When companies become dependent on a cloud vendor, and that cloud vendor is impacted, it is still important to have both an incident response plan and disaster recovery plan in place to assist in a rapid return to operation for your company.
Adopting a cloud solution does transfer some risk to the vendor, and you may have a Service Level Agreement that covers some direct costs of an event. There are several indirect impacts that businesses have experienced during an outage or security incident:
- Frustrated customers
- Drop in customer confidence
- A large influx of phone calls
- Lack of communication channels with the vendor
- Payroll costs during the outage
While some of these are measurable, they may not be covered by your service level agreement and will require planning on your part.

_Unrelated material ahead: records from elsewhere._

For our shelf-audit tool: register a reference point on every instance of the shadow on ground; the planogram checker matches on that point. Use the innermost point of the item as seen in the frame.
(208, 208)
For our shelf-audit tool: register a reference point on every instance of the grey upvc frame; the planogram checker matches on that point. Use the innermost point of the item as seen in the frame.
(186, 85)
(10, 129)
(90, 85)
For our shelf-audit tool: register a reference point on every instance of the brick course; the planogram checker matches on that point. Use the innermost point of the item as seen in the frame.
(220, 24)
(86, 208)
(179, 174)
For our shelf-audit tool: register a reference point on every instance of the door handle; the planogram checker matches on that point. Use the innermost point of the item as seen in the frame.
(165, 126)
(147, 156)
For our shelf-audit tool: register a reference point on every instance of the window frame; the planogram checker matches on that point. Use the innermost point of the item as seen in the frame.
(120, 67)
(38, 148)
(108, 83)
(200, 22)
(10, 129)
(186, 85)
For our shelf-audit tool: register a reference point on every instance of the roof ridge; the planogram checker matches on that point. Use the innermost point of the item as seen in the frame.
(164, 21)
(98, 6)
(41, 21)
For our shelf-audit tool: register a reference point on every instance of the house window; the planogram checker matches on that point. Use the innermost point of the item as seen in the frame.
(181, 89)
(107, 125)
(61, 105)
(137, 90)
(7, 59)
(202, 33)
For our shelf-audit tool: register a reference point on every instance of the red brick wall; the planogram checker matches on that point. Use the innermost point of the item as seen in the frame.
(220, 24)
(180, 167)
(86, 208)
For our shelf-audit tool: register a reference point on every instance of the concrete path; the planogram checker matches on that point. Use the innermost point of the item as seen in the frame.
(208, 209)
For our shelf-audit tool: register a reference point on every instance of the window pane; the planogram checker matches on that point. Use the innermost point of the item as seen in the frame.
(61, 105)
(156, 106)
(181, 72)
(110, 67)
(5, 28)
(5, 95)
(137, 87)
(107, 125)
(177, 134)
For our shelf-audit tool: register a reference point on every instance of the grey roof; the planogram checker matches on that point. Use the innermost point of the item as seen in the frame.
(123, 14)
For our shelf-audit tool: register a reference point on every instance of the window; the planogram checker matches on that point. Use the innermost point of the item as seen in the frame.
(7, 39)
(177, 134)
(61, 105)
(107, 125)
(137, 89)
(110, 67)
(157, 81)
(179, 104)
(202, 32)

It’s a good idea to write an Incident Response Plan that accounts for a security breach of your cloud vendors. This plan should include:
- What your phone operators should say, in a scripted manner that allows them to answer questions while still limiting the information to what is known and accurate.
- Who is responsible for making decisions on what communication goes out.
- How to contact your vendor
- What channels the vendor will use to provide updates
- How to notify your employees if they are not to come into work
Overall, an incident response plan should ensure that you have a game plan for each of your systems, whether they be internal or cloud hosted. Many businesses seem to dismiss planning once a workload moves to the cloud. In reality, the risks are reduced but still require planning.